IF the next two or three nights at home go as easily as last night we may even go with the rest of my family to Texas as planned for Spring Break.

Cariyana and I finally made it home Saturday night. As it ends up the pulmonary and cardiac docs could not agree on treatment (viagra or not).

So, we came home with f/u apts in a few weeks from ENT, pulmonary, and cardiac.

Cariyana's saturation on room air is back to baseline. In order to sleep now we must insert a nasal trumpet. She hates the insertion of course and it takes her about 20 min to get over the gag and find a restful place in order to fall asleep. So far so good. We inserted it "family meeting" style last night. Steve and Nick will need to learn. The other kids will likely participate with the removal over time.

We have issues to sort out and clarify--cardiomegaly, pulmonary hypertension, whether to resume suldenafil (viagra), and she has now developed marked hypertension (150/110) which they do not want to treat due to its potential effect on her lung status.

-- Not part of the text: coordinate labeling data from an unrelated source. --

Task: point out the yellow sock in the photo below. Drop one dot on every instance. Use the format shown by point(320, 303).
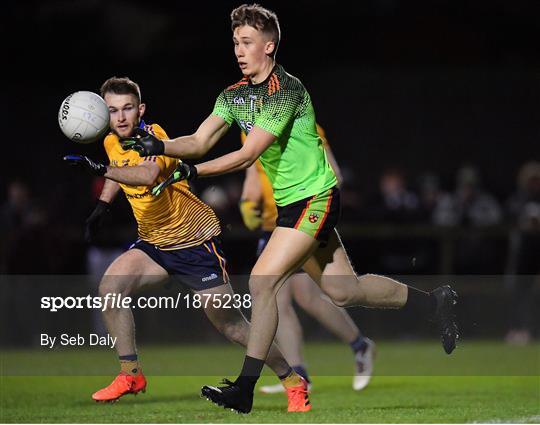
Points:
point(131, 367)
point(292, 380)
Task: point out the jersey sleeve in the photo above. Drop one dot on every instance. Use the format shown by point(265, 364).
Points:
point(278, 111)
point(108, 144)
point(222, 109)
point(164, 162)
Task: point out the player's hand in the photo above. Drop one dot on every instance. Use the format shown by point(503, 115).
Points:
point(144, 143)
point(95, 221)
point(251, 214)
point(94, 168)
point(183, 171)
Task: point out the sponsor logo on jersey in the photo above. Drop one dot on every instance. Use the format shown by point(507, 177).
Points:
point(211, 277)
point(246, 125)
point(145, 194)
point(313, 217)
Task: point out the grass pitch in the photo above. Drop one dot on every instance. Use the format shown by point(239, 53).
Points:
point(414, 383)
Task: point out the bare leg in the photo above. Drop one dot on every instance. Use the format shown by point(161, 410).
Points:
point(233, 324)
point(129, 273)
point(310, 297)
point(331, 269)
point(273, 267)
point(289, 336)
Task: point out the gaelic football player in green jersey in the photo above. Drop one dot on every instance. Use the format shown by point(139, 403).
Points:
point(275, 111)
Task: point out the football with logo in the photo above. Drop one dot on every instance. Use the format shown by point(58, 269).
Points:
point(84, 117)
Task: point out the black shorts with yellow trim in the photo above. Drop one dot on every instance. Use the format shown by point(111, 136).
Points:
point(199, 267)
point(317, 215)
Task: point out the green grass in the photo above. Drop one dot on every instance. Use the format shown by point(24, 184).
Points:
point(482, 382)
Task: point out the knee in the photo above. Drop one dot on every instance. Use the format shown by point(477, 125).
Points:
point(263, 286)
point(339, 295)
point(116, 285)
point(234, 331)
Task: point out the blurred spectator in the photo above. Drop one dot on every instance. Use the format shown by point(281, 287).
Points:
point(524, 254)
point(23, 232)
point(470, 205)
point(394, 203)
point(430, 195)
point(223, 198)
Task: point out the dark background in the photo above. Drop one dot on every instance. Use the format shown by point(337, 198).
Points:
point(419, 86)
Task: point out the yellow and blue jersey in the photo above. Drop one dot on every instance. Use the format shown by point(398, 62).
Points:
point(175, 219)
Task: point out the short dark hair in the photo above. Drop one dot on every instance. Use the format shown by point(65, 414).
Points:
point(258, 17)
point(121, 85)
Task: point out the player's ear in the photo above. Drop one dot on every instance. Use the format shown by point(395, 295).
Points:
point(269, 48)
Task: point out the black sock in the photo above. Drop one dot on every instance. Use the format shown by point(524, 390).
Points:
point(418, 300)
point(251, 371)
point(301, 370)
point(286, 374)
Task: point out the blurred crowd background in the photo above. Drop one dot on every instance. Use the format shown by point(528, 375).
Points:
point(431, 108)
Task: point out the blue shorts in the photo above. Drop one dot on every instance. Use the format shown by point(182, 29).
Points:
point(199, 267)
point(263, 241)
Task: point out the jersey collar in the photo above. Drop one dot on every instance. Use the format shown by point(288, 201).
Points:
point(262, 83)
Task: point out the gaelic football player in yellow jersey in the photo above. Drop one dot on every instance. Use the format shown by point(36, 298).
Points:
point(177, 236)
point(259, 212)
point(275, 109)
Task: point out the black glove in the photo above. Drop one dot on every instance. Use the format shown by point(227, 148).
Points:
point(182, 171)
point(95, 221)
point(144, 143)
point(94, 168)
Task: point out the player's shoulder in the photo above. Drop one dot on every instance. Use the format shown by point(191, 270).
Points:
point(156, 130)
point(238, 85)
point(110, 140)
point(282, 80)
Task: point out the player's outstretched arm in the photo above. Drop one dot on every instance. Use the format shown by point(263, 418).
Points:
point(144, 174)
point(256, 143)
point(95, 221)
point(195, 145)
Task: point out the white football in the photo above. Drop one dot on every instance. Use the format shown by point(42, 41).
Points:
point(84, 117)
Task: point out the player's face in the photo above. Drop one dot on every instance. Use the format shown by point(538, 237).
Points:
point(252, 48)
point(125, 113)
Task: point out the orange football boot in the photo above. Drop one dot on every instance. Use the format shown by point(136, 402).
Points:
point(122, 384)
point(298, 398)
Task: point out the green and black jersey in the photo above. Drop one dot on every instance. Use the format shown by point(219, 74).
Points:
point(296, 162)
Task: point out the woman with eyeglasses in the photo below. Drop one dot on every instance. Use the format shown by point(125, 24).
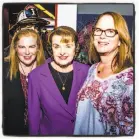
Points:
point(105, 101)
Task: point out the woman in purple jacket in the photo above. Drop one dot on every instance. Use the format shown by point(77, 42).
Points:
point(54, 85)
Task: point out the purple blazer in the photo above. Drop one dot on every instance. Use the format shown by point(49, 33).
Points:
point(48, 113)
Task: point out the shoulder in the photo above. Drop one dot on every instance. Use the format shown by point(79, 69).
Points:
point(36, 72)
point(126, 76)
point(6, 67)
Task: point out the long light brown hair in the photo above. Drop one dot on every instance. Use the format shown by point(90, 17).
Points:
point(13, 59)
point(123, 58)
point(66, 33)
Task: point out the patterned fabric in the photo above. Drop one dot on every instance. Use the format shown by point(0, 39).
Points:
point(24, 84)
point(105, 106)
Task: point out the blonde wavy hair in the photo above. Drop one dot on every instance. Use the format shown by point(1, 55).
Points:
point(123, 58)
point(12, 58)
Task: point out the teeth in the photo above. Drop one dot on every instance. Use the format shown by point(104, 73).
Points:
point(104, 43)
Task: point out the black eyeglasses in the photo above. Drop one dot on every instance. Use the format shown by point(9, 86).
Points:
point(108, 32)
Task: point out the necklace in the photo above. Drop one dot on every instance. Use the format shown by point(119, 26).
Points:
point(24, 71)
point(63, 81)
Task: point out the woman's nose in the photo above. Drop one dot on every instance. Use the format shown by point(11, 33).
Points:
point(27, 52)
point(62, 51)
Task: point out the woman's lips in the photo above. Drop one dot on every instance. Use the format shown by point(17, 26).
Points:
point(63, 57)
point(27, 57)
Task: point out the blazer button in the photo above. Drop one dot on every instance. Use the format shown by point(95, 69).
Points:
point(72, 121)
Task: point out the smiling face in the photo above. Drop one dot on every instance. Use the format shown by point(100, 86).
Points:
point(104, 44)
point(63, 52)
point(26, 49)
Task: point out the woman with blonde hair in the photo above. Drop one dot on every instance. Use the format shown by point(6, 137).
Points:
point(105, 102)
point(26, 53)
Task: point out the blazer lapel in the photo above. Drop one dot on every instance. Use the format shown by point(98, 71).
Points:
point(75, 87)
point(51, 86)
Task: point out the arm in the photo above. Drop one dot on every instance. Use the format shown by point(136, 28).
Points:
point(128, 113)
point(34, 111)
point(127, 121)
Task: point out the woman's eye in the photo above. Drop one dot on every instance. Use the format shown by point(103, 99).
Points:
point(19, 46)
point(68, 46)
point(33, 46)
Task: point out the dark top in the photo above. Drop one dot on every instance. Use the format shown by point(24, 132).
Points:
point(65, 77)
point(13, 105)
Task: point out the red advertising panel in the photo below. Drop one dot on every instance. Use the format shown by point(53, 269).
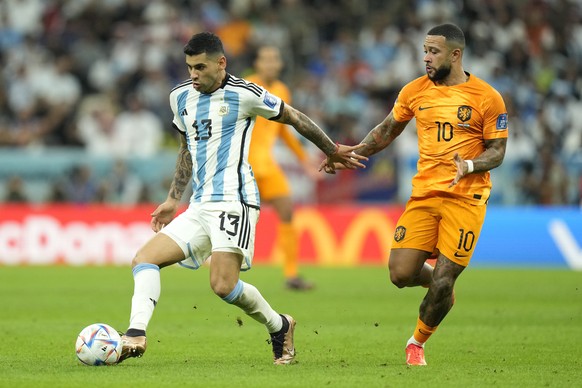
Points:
point(100, 234)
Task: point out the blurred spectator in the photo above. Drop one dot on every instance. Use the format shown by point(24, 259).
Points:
point(79, 185)
point(122, 186)
point(135, 132)
point(553, 185)
point(15, 191)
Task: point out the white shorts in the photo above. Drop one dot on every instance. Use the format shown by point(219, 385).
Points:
point(214, 227)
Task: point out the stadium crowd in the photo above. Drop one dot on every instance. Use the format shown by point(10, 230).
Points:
point(88, 73)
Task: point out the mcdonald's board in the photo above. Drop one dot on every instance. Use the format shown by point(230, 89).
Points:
point(335, 235)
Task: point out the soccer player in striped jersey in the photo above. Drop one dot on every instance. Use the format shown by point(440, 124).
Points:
point(462, 134)
point(214, 112)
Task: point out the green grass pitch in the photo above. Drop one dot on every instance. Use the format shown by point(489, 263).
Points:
point(513, 328)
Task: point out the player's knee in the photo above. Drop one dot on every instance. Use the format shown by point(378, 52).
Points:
point(139, 258)
point(221, 288)
point(442, 287)
point(399, 278)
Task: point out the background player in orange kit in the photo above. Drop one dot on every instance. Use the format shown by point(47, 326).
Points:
point(273, 185)
point(462, 134)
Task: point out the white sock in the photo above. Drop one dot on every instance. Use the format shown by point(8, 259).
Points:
point(249, 299)
point(146, 293)
point(414, 341)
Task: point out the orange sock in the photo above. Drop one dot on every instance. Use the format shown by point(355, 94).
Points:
point(422, 332)
point(287, 240)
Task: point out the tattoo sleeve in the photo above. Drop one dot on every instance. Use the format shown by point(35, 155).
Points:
point(492, 156)
point(183, 173)
point(308, 129)
point(382, 135)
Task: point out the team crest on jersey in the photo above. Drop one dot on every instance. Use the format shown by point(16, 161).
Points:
point(502, 121)
point(270, 100)
point(223, 109)
point(399, 233)
point(464, 113)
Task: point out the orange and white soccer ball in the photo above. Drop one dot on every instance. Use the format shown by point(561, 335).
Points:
point(98, 344)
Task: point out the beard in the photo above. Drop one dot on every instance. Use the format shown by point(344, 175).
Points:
point(441, 73)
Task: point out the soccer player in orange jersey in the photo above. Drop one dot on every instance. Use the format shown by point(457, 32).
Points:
point(461, 123)
point(273, 186)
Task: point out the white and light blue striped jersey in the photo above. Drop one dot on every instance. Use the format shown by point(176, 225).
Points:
point(218, 129)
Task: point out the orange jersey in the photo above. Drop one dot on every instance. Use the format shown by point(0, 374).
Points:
point(449, 120)
point(266, 132)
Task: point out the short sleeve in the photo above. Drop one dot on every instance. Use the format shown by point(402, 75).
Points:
point(495, 124)
point(402, 111)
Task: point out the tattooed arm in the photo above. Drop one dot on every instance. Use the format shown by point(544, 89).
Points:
point(375, 141)
point(490, 158)
point(182, 176)
point(337, 153)
point(382, 135)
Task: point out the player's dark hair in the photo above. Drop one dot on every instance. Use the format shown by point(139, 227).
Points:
point(204, 42)
point(451, 32)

In the end now it has been made clear. Her chronic elevations of co2 related to her obstructive sleep apnea is what lead us to this point. The sleep apnea cannot be treated with cpap--its a tongue issue. (In the future I still plan to request a cpap trial to convince me that high pressure will not help. I think I need to be convinced before allowing them to suggest what seems to me to be pretty invasive surgery like removing part of her tongue.) Apparently the face grows during adolescence in normal persons. If that is the timing for achondroplasia children, that is 6 years off. The nasal trumpet until then seems harmful to me and to all but the ENT doc who was quite flip with me in the PICU.

If I were advising someone else about leaving on vacation I would tell them no. We are going to prepare to leave but trim our time gone. Charley will be broken-hearted if we don't go to Texas to see his birth family. My husband does not relish the trip without me as the coordinator/communicator. He is a great support person but takes a back seat to many of these kids birth family connections. I truly believe Charley will be a better teenager with this visit completed.

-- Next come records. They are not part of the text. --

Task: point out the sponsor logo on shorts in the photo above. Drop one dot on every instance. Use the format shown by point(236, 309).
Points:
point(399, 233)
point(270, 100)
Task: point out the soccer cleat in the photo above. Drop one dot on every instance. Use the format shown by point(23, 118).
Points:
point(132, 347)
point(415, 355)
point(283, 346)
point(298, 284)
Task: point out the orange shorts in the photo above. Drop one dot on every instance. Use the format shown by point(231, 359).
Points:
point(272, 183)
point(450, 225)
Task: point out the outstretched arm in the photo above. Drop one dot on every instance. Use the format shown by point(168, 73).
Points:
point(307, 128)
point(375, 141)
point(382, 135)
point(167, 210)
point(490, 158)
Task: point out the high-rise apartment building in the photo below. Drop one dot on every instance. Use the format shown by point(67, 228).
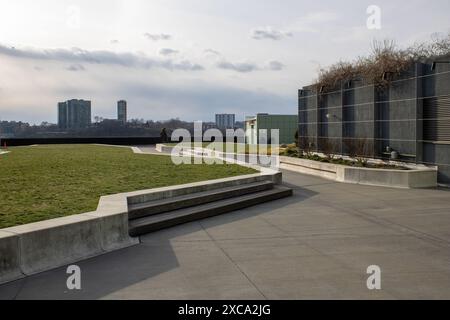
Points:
point(122, 111)
point(225, 121)
point(74, 114)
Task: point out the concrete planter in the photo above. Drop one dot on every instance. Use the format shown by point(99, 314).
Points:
point(415, 177)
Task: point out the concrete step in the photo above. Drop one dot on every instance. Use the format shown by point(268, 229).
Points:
point(164, 220)
point(159, 206)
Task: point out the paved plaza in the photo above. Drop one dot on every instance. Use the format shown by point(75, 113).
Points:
point(314, 245)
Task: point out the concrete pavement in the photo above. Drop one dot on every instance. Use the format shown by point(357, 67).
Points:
point(314, 245)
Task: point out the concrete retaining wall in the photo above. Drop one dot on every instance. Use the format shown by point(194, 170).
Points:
point(416, 177)
point(44, 245)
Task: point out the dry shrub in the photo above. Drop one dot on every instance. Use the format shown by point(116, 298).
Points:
point(384, 58)
point(306, 146)
point(329, 147)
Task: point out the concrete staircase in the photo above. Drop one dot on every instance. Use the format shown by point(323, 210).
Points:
point(158, 214)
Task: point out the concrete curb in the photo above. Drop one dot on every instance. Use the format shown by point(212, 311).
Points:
point(45, 245)
point(416, 177)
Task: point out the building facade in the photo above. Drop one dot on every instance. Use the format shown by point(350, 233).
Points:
point(410, 115)
point(74, 114)
point(225, 121)
point(286, 124)
point(122, 111)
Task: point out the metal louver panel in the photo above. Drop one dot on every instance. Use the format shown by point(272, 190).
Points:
point(437, 110)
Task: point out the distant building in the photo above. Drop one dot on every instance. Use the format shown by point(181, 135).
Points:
point(225, 121)
point(74, 114)
point(286, 124)
point(122, 111)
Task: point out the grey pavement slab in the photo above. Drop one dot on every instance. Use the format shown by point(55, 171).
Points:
point(314, 245)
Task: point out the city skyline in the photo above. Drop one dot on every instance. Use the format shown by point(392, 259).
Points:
point(166, 60)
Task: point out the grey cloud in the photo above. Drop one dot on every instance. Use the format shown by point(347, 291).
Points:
point(269, 33)
point(275, 65)
point(239, 67)
point(157, 37)
point(76, 67)
point(249, 67)
point(212, 51)
point(103, 57)
point(167, 51)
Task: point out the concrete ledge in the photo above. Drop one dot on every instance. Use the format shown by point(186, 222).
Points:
point(9, 257)
point(418, 176)
point(163, 148)
point(44, 245)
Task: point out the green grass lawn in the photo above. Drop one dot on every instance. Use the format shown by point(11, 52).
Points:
point(45, 182)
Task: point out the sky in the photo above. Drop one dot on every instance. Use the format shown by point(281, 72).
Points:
point(188, 59)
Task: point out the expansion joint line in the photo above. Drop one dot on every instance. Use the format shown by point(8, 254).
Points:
point(233, 262)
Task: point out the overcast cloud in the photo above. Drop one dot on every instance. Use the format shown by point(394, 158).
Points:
point(187, 59)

So, that is the story. We are heading to Texas. It won't be the trip we planned but we will have some fun seeing the Oklahoma City Memorial and at the Fossil Rim Wildlife Center. Plus the whole birth family thing.

Dr. Anderson has been updated. He is not supportive of the trip exactly but said "you do know where the medical centers are along the way, don't you?" Iowa City docs said I could go if I am comfortable.

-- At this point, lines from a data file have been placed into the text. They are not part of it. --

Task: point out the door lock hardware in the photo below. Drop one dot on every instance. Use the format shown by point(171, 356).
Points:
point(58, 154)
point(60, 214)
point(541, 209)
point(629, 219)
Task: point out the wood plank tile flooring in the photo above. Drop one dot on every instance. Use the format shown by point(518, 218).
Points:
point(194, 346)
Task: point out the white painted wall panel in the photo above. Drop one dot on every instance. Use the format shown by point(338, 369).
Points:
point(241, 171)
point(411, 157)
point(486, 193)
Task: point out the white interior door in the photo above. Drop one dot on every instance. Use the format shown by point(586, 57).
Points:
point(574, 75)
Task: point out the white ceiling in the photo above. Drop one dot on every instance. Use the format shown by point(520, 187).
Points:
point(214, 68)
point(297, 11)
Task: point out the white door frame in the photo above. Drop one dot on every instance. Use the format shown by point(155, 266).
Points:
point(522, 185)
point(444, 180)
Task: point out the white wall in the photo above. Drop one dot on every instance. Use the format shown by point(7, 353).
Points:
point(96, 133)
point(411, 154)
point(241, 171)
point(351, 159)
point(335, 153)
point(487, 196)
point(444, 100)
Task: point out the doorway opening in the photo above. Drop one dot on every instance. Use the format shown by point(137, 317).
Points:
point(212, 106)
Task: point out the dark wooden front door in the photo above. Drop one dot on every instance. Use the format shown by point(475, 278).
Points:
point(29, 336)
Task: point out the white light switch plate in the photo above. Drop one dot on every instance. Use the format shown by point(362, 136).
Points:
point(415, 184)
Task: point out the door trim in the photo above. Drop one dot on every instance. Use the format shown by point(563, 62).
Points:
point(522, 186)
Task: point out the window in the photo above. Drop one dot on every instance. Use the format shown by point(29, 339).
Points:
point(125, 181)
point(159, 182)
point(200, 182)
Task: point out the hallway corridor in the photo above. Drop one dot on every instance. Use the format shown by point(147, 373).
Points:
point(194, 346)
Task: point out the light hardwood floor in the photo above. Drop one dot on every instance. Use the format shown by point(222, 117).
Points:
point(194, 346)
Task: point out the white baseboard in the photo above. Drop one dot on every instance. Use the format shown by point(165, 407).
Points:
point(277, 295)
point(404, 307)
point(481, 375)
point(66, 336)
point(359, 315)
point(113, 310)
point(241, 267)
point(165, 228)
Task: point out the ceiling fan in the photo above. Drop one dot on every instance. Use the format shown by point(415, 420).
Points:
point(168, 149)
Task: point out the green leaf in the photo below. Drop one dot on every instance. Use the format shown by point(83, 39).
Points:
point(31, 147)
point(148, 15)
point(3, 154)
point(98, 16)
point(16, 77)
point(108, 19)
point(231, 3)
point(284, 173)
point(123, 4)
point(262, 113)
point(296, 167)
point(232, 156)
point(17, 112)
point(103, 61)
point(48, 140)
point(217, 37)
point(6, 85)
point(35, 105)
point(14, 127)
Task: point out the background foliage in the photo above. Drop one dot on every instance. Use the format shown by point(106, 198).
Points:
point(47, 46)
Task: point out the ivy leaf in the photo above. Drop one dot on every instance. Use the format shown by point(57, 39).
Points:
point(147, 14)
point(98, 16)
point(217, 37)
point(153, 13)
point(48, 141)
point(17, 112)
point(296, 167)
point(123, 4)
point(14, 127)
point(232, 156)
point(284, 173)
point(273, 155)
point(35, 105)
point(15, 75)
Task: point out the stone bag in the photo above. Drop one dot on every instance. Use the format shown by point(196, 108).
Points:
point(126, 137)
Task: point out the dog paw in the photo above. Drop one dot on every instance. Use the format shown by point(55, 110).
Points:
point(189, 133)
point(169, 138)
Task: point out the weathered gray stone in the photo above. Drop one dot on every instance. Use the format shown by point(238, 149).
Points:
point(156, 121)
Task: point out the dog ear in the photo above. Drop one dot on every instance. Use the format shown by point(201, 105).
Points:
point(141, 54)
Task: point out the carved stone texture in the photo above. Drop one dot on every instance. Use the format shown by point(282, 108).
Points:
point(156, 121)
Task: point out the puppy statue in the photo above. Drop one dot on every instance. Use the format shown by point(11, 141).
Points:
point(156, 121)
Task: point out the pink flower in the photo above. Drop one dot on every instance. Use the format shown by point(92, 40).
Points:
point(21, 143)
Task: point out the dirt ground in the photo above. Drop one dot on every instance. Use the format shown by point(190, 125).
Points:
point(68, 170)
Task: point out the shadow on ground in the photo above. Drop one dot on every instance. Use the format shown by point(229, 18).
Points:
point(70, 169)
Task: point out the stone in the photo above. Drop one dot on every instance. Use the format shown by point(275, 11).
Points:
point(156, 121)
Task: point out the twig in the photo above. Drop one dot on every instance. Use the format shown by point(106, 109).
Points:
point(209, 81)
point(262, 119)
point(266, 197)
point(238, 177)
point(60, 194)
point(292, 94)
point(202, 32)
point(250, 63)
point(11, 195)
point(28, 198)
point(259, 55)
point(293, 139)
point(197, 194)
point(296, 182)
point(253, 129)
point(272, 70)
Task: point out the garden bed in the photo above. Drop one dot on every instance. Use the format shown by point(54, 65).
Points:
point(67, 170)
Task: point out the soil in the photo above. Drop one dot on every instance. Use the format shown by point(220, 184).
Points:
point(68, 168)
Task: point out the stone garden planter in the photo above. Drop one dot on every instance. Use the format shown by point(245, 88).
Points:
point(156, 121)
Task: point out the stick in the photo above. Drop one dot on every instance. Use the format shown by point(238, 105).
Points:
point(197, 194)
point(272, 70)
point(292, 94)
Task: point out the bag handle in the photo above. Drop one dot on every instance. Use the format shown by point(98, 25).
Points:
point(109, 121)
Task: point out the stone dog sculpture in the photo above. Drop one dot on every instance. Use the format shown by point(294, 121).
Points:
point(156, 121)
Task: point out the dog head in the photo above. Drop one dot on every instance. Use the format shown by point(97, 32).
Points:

This has been very therapeutic for me to write out this experience and it certainly clearly outlines how complex Cariyana really is medically.

"Bite Me"

This story was revealed to me at an IEP meeting at Hayes School where Cariyana is a student in a special ed classroom. Everyone always comments how cute she is. This is part of the reason why.

One day a week or so she is taken out of her classroom to work with the speech pathologist wither alone or in a group. A while back the speech pathologist was walking her 3 students down the long haul to her classroom. She says she always tries to make that walk "language rich". This particular day, they were walking in a line and the conversation went something like this...."Whose in front?"--Matthew!" they replied. Whose in back?" "Kristen!" they said. "Whose in the middle?" "Cariyana!" they say.

The speech pathologist then says "Today we have a Cariyana sandwich!"

Without skipping a beat Cariyana says "Bite me!"

A Parents Hope

All our hopes and dreams are invested in you. Be wise my son. Forever after.